Sea como fuere, hemos llegado a un punto, que resulta
irrealizable enumerar al completo la extensa tonalidad de amenazas contra la
vida humana. Bajo esta concepción existencial, hasta la misma convivencia
social se deteriora profundamente. Nadie conoce a nadie y tampoco nadie
considera a nadie. ¿Hasta cuándo este clima de inhumanidad? Sin duda, ha
llegado el momento de que las sociedades y los Estados de todo el planeta,
fomenten ese espíritu de familia humana verdaderamente acogedora y solidaria.

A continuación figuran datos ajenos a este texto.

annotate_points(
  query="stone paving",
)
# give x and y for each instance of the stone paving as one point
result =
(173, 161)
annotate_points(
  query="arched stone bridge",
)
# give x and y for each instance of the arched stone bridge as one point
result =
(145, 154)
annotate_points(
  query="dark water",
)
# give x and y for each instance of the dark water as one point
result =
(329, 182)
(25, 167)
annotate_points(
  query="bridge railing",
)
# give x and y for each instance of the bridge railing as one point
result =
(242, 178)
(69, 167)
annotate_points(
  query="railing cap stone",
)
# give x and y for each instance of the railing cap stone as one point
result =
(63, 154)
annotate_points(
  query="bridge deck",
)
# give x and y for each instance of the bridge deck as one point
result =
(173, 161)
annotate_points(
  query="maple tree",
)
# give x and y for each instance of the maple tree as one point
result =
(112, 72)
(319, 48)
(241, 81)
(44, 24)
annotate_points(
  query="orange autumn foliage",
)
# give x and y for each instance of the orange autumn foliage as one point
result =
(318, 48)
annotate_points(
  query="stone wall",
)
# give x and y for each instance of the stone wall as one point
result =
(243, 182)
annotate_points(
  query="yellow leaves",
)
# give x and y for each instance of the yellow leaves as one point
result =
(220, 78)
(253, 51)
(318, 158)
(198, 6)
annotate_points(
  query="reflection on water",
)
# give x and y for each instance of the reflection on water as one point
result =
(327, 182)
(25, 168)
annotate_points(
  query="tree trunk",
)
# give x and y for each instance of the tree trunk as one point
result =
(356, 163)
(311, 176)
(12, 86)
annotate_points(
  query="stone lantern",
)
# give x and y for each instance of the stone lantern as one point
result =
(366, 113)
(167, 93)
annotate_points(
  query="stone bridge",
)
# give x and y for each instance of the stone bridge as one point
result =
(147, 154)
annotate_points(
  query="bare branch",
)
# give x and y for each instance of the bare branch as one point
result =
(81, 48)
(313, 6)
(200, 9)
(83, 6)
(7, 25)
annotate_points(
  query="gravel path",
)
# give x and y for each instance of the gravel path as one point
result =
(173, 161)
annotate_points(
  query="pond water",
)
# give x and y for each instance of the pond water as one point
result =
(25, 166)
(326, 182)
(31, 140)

Ya está bien de tanta exclusión y rechazo a todo lo que no sea productivo.
Desde luego, el repudio a cualquier existencia, por insignificante que pueda
parecernos, es algo intolerable.
Tras esta atmósfera de irritantes despropósitos, deberíamos
revisar nuestras propias andanzas, y ver la manera de salir de esta dramática
crisis humanitaria que soportamos por todo el orbe. Hoy más que nunca se
necesitan planes de acción conjuntos que nos humanicen y mejoren la vida sobre
toda vida. La cantinela de los bloqueos en algo tan natural, como el movimiento
en bienes y personas, nos suelen dejar sin palabras, y con mucha angustia en la
mirada. Puede parecer cansina esta reivindicación, pero nos falta entusiasmo
intergeneracional, sobre todo para promover la tolerancia, la cooperación y el
entendimiento para crear un entorno más habitable y más armónico.

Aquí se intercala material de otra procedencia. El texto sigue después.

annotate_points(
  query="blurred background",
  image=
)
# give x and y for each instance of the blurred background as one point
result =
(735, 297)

Dicho lo cual, propongo, claro está si me lo permite el
lector, repensar más sobre las lecciones vividas, y ser menos fanáticos de
ideologías que, en cualquier caso, son siempre rígidas y absolutistas. En la
tierra lo que ahora nos falta son moradores conciliadores, que nos hagan
retornar al camino de la humildad, al del corazón, a la ruta de la belleza del
alma. Por el contrario, nos sobran
dirigentes políticos que ni ellos mismos se creen lo que dicen, hasta el punto
de hacer de lo blanco, negro; y de lo negro, blanco. Confiemos en una renovada
hornada de ciudadanos de mundo, que vivan esos horizontes de amplitud,
cobijando a todos. Me quedo, al fin, con la esperanza del Papa Francisco, al
gentío universitario: “Cuidado con creer que la Universidad es sólo estudiar
con la cabeza: ser universitario significa también salir, salir en servicio,
con los pobres sobre todo”. Este anhelo sí que me emociona, aparte de injértame
de savia, como que es la existencia misma tratando de defenderse de tanto
mezquino suelto, con poder en plaza y pedestal de ordeno y mando.